Eramuslim.com – Ada temuan intelijen menarik dari Greg Poulgrain dalam karyanya The Incubus of Intervention, Conflicting Indonesia Strategiss of John F Kennedy and Allen Dulles. Ada banyak hal yang baru yang belum terungkap ke publik. Cerita tentang geopolitik Papua yang mana orang asing ternyata lebih mengenali kekayaan sumberdaya alam negeri kita daripada kita sendiri.
Antara lain yang patut disorot ada di bab I. Jika benar temuan ahli geologi asal Belanda Jean Jacques Dozy bahwa konsentrat emas di pegunungan Ertsberg itu adalah 15 gram per ton, maka ketika Freeport Sulphur (pendahulu Freeport Indonesia) pada pasca kejatuhan Presiden Sukarno mendapat konsesi Kontrak Karya dari pemerintahan Presiden Suharto, maka perusahaan milik Dinasti Rockefeller itu sejatinya merupakan perusahaan tambang emas terbesar di dunia.
Lho, bukankah penghasil tambang emas terbesar di dunia adalah Afrika Selatan?

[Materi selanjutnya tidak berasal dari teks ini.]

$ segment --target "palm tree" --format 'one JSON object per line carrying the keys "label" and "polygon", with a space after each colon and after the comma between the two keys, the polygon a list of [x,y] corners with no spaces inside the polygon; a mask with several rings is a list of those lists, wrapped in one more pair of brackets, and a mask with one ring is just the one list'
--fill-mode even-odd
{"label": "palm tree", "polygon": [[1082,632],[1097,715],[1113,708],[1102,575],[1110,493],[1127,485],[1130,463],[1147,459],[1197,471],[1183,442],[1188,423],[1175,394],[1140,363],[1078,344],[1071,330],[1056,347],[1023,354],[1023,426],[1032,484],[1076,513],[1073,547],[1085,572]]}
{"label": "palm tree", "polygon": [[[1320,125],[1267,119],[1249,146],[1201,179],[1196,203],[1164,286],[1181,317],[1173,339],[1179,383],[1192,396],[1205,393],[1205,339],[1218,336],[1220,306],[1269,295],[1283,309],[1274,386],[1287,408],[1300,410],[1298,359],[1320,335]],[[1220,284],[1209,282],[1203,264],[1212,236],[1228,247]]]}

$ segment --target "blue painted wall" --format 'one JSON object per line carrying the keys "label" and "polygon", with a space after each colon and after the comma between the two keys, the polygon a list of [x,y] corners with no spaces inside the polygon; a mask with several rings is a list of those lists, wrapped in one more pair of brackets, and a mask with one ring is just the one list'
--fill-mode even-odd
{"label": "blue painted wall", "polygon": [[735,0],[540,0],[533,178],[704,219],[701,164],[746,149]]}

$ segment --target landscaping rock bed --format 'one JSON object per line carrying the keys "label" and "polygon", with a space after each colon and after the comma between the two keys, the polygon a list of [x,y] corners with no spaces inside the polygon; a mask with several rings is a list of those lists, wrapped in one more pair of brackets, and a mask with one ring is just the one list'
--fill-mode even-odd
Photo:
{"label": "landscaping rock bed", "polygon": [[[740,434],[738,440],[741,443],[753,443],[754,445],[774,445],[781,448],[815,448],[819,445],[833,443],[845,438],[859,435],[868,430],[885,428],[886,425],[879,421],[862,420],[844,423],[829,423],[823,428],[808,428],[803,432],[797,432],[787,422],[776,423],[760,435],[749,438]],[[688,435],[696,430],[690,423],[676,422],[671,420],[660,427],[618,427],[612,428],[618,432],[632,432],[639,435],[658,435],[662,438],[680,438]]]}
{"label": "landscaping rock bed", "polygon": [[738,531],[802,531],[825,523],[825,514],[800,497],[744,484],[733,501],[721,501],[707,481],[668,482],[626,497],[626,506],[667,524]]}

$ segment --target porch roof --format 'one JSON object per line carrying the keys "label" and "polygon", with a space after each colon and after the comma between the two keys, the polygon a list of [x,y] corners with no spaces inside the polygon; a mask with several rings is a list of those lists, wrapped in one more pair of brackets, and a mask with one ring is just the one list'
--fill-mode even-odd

Kalau merujuk pada temuan Dozy pada 1936, ternyata tidak juga.
Sebab di Witwatersrand Afrika Selatan ternyata hanya menghasilkan konsentrat emas 7,5 gram per ton. Berarti, tambang emas di Papua dua kali lipat lebih besar daripada di Afrika Selatan.
Menurut saya kejahatan Freeport di sini adalah, bahwa temuan Dozy pada 1936 itu tetap dirahasiakan dan hanya jadi informasi ekslusif klan bisnis Rockefeller dan perusahaan Belanda yang berkongsi dengannya di Papua sejak 1920-an, melalui sebuah perusahaan kongsi yaitu Netherlands New Guinea Petroleum Company atau NNGPM.
Di permukaan terkesan ini korporasi milik Belanda sepenuhnya meski berkongsi dengan perusahaan Amerika. Namun temuan Poulgrain mengungkap bahwa NNGPM mayoritas kepemilikan saham 60 persen milik dinasti Rockefeller Standard Oil of California dan Standard Vacuum Oil (Stanvac). Sedangkan Belanda hanya memiliki 40 persen.